ナコンナーヨック県内のデパートで3月26日午後、26歳の女性シリンヤーが1階の金ショップで2バーツ重量(約7.58グラム、3万6,500バーツ相当)の金ネックレスを試着の振りをして盗もうとし、その場で取り押さえられた。家賃が払えなくなったため追い詰められての犯行だったと本人が供述している。
シリンヤーは試着を申し出て店員からネックレスを受け取り、返却せずにその場を立ち去ろうとした。異変に気づいた周囲の客とデパートの警備員がすぐに追いかけ、店を出る前に取り押さえた。金ネックレスは無事に回収された。
本件はナコンナーヨック県警察署長が自ら現場に駆けつけて身柄を引き取ったことでも注目を集めた。警察に連行されたシリンヤーは「毎月の家賃が払えず、どうしたらいいかわからなかった。衝動的にやってしまった」と供述した。

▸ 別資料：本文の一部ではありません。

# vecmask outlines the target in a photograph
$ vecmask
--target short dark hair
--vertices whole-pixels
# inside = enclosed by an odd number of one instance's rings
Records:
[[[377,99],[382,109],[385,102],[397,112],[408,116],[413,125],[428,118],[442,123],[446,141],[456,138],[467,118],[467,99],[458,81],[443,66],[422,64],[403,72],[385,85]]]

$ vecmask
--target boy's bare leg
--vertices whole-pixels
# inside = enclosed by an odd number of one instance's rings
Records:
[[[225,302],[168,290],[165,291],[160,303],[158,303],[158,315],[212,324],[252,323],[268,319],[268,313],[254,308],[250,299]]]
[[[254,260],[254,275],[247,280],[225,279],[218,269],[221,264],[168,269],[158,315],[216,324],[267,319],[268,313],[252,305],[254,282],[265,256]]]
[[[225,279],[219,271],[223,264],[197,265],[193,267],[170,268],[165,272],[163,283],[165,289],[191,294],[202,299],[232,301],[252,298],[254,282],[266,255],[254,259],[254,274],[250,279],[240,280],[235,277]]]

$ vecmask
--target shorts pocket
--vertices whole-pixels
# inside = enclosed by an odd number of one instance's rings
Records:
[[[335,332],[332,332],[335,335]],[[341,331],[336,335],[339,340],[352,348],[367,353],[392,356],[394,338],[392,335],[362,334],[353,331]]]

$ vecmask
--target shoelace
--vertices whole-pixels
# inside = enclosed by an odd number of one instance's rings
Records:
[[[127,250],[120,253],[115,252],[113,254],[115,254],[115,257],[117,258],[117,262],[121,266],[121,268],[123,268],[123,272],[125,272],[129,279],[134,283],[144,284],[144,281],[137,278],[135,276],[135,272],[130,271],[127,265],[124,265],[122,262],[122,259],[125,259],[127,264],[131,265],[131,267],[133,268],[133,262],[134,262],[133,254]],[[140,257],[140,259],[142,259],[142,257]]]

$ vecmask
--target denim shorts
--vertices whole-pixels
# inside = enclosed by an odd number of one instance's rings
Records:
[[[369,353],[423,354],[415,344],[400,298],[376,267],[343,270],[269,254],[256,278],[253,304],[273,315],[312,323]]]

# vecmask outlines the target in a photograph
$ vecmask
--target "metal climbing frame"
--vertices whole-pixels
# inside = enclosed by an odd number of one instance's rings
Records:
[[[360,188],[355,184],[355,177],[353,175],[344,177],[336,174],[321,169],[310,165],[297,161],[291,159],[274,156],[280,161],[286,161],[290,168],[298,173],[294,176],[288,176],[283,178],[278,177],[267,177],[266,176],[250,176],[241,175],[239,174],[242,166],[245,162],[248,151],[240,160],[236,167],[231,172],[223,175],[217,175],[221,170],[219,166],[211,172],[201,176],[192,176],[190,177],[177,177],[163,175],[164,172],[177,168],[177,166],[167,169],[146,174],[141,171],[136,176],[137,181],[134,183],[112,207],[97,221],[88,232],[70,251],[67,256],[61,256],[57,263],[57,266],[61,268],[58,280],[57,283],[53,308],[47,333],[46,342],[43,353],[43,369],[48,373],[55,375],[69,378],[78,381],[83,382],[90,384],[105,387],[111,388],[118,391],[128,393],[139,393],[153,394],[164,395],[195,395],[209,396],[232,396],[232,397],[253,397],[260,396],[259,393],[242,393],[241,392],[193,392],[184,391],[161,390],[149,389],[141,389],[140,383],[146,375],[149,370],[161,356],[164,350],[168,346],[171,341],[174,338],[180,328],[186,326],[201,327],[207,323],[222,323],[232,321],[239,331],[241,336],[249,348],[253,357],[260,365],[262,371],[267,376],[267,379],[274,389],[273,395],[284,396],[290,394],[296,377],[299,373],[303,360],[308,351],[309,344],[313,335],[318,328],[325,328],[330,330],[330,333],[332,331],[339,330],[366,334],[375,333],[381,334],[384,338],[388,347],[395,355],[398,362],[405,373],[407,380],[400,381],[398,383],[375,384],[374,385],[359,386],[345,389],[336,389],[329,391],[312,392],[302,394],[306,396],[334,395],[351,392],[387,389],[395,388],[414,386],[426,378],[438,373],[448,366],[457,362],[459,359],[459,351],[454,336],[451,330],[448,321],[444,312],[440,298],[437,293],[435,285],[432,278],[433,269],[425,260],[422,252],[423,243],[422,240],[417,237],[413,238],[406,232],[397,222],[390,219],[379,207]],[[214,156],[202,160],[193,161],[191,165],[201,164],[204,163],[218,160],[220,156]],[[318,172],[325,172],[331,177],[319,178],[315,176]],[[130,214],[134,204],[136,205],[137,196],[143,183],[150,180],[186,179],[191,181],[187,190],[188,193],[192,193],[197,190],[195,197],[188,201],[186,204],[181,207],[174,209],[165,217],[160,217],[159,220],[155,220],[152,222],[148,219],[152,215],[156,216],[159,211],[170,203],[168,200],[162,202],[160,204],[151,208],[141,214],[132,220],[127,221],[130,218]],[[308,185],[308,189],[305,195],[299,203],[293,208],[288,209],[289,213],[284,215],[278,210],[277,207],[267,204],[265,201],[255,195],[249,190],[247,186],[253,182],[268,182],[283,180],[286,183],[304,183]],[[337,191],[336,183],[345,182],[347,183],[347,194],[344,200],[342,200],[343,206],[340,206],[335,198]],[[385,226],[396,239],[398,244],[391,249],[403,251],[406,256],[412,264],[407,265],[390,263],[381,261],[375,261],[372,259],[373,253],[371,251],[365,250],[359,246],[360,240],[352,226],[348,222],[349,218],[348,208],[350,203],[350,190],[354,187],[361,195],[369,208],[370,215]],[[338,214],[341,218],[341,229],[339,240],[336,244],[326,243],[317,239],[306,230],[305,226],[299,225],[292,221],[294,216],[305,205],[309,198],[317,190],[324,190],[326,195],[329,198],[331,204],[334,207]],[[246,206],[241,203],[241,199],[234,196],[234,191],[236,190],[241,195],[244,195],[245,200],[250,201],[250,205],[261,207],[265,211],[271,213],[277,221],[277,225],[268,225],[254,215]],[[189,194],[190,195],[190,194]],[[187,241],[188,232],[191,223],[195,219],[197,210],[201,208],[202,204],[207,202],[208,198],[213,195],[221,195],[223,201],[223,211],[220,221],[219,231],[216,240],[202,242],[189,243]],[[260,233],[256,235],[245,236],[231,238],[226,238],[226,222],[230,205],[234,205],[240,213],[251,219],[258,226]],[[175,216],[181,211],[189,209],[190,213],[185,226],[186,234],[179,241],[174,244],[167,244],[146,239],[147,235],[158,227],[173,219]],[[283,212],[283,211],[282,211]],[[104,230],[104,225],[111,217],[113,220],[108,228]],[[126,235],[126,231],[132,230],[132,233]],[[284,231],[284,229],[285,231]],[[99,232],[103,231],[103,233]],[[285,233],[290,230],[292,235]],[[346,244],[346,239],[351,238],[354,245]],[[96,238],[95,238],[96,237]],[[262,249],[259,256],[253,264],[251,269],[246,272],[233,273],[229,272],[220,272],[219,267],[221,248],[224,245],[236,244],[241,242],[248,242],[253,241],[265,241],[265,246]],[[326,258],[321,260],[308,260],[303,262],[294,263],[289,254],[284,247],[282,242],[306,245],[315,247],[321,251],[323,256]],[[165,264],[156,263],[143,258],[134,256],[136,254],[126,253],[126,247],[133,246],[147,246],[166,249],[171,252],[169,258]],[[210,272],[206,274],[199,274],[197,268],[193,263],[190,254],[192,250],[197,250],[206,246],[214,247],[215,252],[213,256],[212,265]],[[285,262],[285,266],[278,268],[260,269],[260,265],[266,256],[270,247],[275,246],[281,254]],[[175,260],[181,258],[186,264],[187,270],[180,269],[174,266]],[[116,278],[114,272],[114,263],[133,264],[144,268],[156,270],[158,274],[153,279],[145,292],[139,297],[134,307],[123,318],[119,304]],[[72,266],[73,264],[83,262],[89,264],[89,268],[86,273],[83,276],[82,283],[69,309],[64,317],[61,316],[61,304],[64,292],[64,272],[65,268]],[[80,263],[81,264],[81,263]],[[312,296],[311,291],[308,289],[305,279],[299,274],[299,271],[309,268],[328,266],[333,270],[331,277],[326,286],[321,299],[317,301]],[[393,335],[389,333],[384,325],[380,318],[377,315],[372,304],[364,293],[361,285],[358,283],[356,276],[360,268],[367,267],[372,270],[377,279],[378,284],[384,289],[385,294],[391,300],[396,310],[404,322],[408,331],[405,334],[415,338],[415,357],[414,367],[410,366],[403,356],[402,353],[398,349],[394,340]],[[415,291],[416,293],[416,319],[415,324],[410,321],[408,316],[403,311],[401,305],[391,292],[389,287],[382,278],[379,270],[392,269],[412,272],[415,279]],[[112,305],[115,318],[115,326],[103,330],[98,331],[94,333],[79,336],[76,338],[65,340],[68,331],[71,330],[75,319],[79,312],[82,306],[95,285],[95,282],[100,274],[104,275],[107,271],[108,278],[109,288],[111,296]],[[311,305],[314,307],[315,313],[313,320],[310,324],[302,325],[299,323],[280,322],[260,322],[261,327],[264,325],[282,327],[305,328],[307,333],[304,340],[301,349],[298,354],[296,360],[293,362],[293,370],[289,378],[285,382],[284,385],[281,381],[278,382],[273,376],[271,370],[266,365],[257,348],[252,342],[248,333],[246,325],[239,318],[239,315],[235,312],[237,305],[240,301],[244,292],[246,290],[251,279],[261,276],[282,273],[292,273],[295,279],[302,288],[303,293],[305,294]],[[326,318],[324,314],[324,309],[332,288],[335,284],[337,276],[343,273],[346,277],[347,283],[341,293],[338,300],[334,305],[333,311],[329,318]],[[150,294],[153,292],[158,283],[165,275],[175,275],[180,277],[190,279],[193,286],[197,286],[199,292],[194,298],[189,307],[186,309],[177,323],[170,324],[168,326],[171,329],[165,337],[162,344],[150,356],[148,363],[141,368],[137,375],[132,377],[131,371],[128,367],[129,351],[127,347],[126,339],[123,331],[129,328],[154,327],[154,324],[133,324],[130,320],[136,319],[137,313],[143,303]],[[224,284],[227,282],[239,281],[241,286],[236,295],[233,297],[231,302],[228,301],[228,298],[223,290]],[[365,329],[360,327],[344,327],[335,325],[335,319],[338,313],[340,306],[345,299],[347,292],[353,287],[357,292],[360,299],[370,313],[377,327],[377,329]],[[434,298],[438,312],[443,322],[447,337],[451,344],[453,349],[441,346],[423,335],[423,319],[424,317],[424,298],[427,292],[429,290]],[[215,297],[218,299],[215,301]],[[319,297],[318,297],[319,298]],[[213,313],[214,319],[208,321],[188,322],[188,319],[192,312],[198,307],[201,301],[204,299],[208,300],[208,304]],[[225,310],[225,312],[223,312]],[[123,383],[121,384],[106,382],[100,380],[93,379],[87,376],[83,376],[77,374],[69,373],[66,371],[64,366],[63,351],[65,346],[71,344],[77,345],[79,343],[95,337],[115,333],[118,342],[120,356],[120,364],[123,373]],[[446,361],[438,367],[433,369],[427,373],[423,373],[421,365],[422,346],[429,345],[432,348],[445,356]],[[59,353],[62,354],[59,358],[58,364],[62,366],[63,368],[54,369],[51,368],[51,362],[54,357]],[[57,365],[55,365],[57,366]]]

タイでは「市民による現行犯逮捕」が珍しくない。金ショップや露天市場の周辺では、常連の買い物客や市場関係者が万引きや盗みに即座に反応して取り押さえるケースが多く報告されている。今回も「タイ市民の自警意識」が速やかな解決につながった。
金ネックレスの盗難はタイで頻繁に発生する犯罪の一つだ。ヤワラートをはじめとする金商業地では店頭の試着ケースから金製品を奪って逃げる手口が横行しており、多くの金ショップがカウンター内での試着しか認めていない。今回の被害者の金ショップは試着を外部で許可していた可能性があり、販売手順の見直しにつながる事例かもしれない。